Lattner allungò i piedi sul tavolino, mi sfilò il cappello gettandolo poco lontano dal vassoio di caramelle e si mise più comodo. «Sai, parla di un professore che uccide i suoi studenti e ne conserva i cadaveri in cantina.»

«Che?» Mi voltai di scatto, stralunata e lui scoppiò a ridere.

«Zitto, non mi guardare così che mi deconcentri... devo prendere appunti.» Appoggiandomi la mano sulla testa mi girò il viso verso lo schermo e poi la lasciò lì, affondando le dita nei capelli come se fosse una cosa del tutto normale tra coinquilini maschi.

Peccato che il mio corpo e il mio cuore non la pensassero allo stesso modo.

«Thomas, non è un po'... ehm, ecco, strano ch-» Mi tappò la bocca con la mano.

«Cosa ti ho detto che sei stasera?» La spostò solo per farmi parlare.

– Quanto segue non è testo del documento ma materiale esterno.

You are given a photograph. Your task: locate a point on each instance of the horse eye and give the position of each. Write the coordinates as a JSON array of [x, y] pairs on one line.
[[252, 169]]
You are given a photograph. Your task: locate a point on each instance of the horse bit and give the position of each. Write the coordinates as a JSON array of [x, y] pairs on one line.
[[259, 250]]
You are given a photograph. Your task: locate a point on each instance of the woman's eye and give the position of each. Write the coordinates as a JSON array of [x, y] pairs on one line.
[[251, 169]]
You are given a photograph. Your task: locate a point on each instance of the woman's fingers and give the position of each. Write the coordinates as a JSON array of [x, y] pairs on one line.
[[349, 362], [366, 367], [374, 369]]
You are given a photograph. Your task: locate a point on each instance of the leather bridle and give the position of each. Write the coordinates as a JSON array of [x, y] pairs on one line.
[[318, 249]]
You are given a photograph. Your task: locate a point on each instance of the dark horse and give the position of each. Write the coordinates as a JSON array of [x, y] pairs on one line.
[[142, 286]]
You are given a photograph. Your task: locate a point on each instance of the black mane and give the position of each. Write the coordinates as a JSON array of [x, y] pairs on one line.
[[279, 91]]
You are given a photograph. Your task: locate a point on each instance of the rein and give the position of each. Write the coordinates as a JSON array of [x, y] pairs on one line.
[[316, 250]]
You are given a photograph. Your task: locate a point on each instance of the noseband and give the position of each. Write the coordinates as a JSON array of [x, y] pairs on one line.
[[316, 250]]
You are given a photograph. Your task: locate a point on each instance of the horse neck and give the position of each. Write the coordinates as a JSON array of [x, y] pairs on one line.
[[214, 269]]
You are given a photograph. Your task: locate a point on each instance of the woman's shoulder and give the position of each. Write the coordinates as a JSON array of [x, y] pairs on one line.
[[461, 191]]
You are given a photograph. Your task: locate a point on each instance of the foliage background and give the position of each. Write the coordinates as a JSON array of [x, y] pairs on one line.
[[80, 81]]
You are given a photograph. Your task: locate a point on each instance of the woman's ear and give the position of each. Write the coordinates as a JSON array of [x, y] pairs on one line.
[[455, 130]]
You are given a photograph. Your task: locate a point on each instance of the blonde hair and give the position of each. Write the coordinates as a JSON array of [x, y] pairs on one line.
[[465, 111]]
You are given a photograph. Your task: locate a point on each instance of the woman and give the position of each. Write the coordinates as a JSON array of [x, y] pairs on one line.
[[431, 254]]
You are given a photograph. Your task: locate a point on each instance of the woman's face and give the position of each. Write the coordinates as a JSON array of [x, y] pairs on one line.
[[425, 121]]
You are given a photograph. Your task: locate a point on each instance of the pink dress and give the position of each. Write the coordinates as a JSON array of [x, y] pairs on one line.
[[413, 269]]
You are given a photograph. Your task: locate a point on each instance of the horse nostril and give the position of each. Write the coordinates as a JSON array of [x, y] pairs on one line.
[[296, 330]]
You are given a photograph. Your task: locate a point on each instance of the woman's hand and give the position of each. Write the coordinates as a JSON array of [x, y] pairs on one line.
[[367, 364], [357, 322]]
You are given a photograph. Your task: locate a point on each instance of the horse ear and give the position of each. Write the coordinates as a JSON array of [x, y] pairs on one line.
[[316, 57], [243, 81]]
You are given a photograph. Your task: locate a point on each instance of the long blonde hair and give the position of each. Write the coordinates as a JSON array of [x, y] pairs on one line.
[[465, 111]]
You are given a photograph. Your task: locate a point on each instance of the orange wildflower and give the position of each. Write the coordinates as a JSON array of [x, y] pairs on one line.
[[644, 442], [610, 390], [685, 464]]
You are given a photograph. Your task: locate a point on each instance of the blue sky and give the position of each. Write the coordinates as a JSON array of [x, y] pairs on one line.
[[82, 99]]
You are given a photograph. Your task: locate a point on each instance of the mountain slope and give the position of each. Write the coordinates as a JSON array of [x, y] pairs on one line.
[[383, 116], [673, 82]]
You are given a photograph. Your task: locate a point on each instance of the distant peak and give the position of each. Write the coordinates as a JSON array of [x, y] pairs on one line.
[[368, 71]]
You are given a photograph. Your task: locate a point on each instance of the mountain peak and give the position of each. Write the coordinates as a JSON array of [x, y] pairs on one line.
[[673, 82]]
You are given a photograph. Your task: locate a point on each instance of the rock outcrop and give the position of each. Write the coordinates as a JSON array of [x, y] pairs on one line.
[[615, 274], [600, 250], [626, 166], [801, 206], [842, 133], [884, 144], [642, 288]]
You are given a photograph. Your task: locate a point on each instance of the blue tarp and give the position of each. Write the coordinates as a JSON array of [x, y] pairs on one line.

«Il tuo cuscino» mugugnai.

«E i cuscini parlano?» Attese davvero una mia risposta.

Roteai gli occhi esasperata. «No.»

«Perfetto, allora cerca di assolvere al meglio la tua funzione.»

Biascicai un paio di parolacce a denti stretti che lo fecero sghignazzare e, voltandomi, riprendemmo a guardare il film: lui intento a trarre spunto dalla trama per chissà quale machiavellico piano di cui sicuramente sarei stata cavia, io... bé, come cuscino.